Nica of Los Angeles
Page 9
"A few survived because away in other Frames," the red car explained.
"The loyalties of the survivors have always been questioned, as have the loyalties of their offspring," the Hammerhead added. "I believe this to be a further injustice, but we dare not trust them as allies."
The others nodded agreement and resumed their previous rapid-fire comments. "We must rally more allies without sounding an alarm with our suspicions."
"We must appear oblivious to the changes that are taking place."
"We need more information."
Translations ceased again during a long, heated discussion that seemed to target Miles. He stopped his usual fidgeting, and for the first time I was aware of sitting on cold hard metal and cement. When this discussion concluded, no explanation forthcame.
"What was that about?" I had to ask.
They all looked at me, then below me at Miles. It was Monk who replied, although his words seemed directed at Miles, not me. "As Miles would say, he needs to get off his bitch ass and take action for the good of the free Frames."
"Do me a lemon! I ain't lazy! I just got my priorities straight!" After what seemed to be laughter all around, "This ain't about lazy. Your plan is sketch. The risk's too high. I can't go back there - I won't make it out again. We can't afford to lose nobody. 'Specially not me."
"You are the only one among us who dare make this visit. All in that Frame know you. They treat you as one of them." From Anwyl's tone this wasn't a compliment.
Miles lurched and I clutched his girders to stay aboard. "Let me say it one more time.
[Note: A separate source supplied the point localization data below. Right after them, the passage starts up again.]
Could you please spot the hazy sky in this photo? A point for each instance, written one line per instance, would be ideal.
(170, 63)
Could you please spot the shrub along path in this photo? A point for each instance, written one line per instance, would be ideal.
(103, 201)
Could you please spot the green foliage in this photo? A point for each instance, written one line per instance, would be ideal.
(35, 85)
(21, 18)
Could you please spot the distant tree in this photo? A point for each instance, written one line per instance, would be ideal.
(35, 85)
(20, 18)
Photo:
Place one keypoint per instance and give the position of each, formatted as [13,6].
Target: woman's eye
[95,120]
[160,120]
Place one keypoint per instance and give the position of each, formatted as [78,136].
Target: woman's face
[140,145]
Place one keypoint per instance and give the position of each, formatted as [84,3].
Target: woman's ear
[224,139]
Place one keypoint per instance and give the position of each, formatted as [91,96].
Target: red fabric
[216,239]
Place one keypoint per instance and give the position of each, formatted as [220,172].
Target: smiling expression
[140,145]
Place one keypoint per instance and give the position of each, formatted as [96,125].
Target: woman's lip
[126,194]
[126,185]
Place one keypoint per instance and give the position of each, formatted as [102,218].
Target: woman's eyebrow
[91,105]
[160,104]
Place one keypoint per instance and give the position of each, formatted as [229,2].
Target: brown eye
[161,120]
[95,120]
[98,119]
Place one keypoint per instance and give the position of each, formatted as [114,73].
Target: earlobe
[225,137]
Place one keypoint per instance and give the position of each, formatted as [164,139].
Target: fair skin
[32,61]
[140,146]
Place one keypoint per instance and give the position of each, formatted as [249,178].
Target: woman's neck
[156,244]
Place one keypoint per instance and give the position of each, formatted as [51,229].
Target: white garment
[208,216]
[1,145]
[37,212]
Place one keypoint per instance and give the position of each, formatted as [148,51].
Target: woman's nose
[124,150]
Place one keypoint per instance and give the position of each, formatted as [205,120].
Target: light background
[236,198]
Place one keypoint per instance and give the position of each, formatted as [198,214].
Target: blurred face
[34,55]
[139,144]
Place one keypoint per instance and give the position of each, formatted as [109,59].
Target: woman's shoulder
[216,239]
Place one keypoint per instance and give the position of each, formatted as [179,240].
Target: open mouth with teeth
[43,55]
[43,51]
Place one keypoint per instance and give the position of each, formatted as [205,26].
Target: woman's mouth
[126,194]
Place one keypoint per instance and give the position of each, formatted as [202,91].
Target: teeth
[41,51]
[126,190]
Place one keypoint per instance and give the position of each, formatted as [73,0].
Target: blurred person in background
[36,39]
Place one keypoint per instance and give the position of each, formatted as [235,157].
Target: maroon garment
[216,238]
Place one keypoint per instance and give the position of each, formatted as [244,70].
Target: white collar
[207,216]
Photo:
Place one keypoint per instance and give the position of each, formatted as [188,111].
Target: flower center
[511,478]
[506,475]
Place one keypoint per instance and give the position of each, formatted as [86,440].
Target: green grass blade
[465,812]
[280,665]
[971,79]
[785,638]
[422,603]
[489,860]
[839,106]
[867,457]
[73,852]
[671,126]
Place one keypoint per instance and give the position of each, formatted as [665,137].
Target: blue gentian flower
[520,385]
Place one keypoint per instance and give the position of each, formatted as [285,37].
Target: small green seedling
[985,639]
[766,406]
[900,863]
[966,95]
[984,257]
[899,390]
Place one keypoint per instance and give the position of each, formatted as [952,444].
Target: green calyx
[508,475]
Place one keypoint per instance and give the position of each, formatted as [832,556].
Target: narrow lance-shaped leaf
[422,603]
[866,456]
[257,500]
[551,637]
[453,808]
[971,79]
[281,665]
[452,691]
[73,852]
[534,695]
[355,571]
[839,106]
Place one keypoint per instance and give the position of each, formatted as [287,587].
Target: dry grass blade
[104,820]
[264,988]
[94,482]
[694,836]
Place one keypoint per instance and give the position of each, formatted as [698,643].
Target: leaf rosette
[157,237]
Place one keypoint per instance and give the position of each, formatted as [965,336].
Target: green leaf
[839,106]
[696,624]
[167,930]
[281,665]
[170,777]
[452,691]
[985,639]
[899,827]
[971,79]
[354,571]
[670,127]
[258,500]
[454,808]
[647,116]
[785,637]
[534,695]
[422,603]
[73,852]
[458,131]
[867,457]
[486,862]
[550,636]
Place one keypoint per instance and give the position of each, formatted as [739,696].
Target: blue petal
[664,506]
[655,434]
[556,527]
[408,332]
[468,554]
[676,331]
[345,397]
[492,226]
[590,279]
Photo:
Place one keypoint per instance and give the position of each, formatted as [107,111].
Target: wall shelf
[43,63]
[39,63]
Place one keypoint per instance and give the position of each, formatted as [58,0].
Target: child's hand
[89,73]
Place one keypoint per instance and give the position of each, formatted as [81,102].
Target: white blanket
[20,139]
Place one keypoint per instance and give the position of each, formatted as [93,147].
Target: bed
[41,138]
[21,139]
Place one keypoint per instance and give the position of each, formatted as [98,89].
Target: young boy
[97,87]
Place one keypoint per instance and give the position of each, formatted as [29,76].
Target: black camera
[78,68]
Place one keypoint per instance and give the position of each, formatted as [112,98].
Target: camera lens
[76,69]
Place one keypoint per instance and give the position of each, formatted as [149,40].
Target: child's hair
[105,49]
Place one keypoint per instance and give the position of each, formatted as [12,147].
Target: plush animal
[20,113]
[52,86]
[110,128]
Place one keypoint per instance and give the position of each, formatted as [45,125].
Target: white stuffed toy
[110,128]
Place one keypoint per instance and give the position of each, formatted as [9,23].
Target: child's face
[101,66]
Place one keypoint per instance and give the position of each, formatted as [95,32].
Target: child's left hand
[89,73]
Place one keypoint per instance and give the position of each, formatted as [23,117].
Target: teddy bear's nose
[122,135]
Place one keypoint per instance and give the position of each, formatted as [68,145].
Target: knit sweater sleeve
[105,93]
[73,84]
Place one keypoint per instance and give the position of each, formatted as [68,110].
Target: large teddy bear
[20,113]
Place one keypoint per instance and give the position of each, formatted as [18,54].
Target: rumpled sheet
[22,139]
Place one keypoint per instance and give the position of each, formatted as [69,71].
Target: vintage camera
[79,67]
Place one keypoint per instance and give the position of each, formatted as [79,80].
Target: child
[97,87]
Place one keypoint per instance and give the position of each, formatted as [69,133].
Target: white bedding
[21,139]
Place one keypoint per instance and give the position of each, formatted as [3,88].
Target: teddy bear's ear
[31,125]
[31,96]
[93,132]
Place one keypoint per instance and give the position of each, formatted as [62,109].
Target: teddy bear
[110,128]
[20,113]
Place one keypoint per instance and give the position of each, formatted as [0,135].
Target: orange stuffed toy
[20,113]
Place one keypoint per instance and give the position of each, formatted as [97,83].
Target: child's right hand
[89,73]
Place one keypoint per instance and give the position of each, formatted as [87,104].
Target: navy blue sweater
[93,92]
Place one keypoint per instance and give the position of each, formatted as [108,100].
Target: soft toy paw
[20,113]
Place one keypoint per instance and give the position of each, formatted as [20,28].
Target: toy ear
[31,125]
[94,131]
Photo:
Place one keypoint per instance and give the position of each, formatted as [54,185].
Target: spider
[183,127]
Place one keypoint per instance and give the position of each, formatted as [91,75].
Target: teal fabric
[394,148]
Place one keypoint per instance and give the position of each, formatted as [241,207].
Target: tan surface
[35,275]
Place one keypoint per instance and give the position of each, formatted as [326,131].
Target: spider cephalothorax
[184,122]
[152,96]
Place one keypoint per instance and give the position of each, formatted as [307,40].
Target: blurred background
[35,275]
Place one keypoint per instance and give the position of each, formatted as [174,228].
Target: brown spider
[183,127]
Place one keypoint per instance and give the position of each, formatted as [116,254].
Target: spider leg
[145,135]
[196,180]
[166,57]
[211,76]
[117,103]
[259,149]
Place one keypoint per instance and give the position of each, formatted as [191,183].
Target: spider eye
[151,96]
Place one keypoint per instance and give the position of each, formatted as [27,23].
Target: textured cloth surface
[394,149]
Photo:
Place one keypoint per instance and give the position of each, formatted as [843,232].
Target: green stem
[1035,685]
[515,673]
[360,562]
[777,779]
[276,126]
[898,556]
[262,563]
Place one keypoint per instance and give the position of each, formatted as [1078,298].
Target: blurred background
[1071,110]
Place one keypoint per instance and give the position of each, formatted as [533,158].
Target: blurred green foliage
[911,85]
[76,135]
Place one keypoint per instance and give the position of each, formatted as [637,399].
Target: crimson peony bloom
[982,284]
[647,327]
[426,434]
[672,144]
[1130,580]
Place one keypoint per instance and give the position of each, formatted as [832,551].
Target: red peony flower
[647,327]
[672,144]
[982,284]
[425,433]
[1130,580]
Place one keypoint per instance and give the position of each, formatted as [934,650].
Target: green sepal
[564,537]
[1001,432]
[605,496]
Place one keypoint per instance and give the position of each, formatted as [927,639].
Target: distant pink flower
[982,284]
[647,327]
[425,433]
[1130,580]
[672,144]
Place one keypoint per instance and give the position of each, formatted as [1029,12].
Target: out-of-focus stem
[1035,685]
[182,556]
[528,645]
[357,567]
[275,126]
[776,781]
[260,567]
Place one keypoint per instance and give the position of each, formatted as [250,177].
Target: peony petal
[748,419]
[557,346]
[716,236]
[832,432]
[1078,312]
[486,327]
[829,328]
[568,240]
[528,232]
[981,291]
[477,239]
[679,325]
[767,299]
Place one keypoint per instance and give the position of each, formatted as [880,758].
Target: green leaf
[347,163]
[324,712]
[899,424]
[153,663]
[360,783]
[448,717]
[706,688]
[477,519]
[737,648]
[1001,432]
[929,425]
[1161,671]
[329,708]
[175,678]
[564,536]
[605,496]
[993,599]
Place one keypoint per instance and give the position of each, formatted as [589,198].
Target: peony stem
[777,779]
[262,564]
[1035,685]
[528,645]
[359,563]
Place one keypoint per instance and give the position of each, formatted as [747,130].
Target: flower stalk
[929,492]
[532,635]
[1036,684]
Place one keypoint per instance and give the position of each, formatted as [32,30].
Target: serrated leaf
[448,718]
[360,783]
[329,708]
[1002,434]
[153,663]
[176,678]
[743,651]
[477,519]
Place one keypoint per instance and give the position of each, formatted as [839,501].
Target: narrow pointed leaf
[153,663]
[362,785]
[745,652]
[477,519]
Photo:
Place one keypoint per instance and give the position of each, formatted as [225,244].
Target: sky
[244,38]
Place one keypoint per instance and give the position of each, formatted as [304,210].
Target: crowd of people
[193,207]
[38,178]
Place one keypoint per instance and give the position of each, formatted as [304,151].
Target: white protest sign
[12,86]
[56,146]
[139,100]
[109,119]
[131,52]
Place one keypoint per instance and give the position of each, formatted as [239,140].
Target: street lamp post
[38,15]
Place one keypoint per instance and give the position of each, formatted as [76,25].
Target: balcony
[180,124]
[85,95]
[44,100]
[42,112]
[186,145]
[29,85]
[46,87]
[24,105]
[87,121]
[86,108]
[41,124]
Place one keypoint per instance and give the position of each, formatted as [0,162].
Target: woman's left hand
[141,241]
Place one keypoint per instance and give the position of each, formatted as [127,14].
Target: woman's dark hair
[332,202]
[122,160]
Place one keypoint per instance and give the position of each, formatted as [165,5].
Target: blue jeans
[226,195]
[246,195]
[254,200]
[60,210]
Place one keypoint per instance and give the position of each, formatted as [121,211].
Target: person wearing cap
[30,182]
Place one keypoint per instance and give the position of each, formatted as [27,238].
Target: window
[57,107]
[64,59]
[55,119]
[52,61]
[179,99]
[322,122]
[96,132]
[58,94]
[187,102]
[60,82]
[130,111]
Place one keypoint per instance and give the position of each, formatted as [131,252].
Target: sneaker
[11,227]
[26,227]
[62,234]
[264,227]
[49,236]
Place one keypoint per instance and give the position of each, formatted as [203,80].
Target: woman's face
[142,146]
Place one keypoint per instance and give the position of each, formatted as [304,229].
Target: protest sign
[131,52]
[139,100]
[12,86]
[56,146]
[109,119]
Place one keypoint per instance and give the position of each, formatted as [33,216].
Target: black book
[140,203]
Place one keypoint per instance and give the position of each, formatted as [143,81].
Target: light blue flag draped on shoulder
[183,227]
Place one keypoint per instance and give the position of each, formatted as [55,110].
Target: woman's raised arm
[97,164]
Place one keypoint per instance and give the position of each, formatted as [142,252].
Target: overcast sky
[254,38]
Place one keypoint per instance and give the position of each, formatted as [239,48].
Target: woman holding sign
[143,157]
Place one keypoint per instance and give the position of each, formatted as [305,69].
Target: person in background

They used to be all groovy and fun. But no more. A bunch of wankers came in and now the whole Frame is a clusterfuck. You heard what they did to (name that sounded like) Happenstance. If I go back there I'm next."
The mood shifted and silence erupted. Anwyl was the only one still willing to press the point. "No one knows the truth of that disappearance."
"Yeah! 'Cuz Happenstance is wiped from all the known Frames, so we can't ask him, and nobody else is talking. And that was the last Frame anybody saw him. And he disappeared before things turned as ugly as they are now."
The debate overwhelmed me with a sense of dread that emanated from Anya's lanyard. My dread did not dissipate when the crisis resolved in Miles' favor. Whether Miles' arguments or his fear persuaded the others, the mood changed and Monk summed up the new view. "We will not yet ask you to do this. There may be another way. We must use other ways if they exist."
Anwyl looked at the others like they were trying to climb a waterfall, but he conceded to their decision, of which he obviously disapproved. "We will seek all other ways before we ask this of you," he told Miles. Anwyl then turned attention to Hernandez, who had raised his hand.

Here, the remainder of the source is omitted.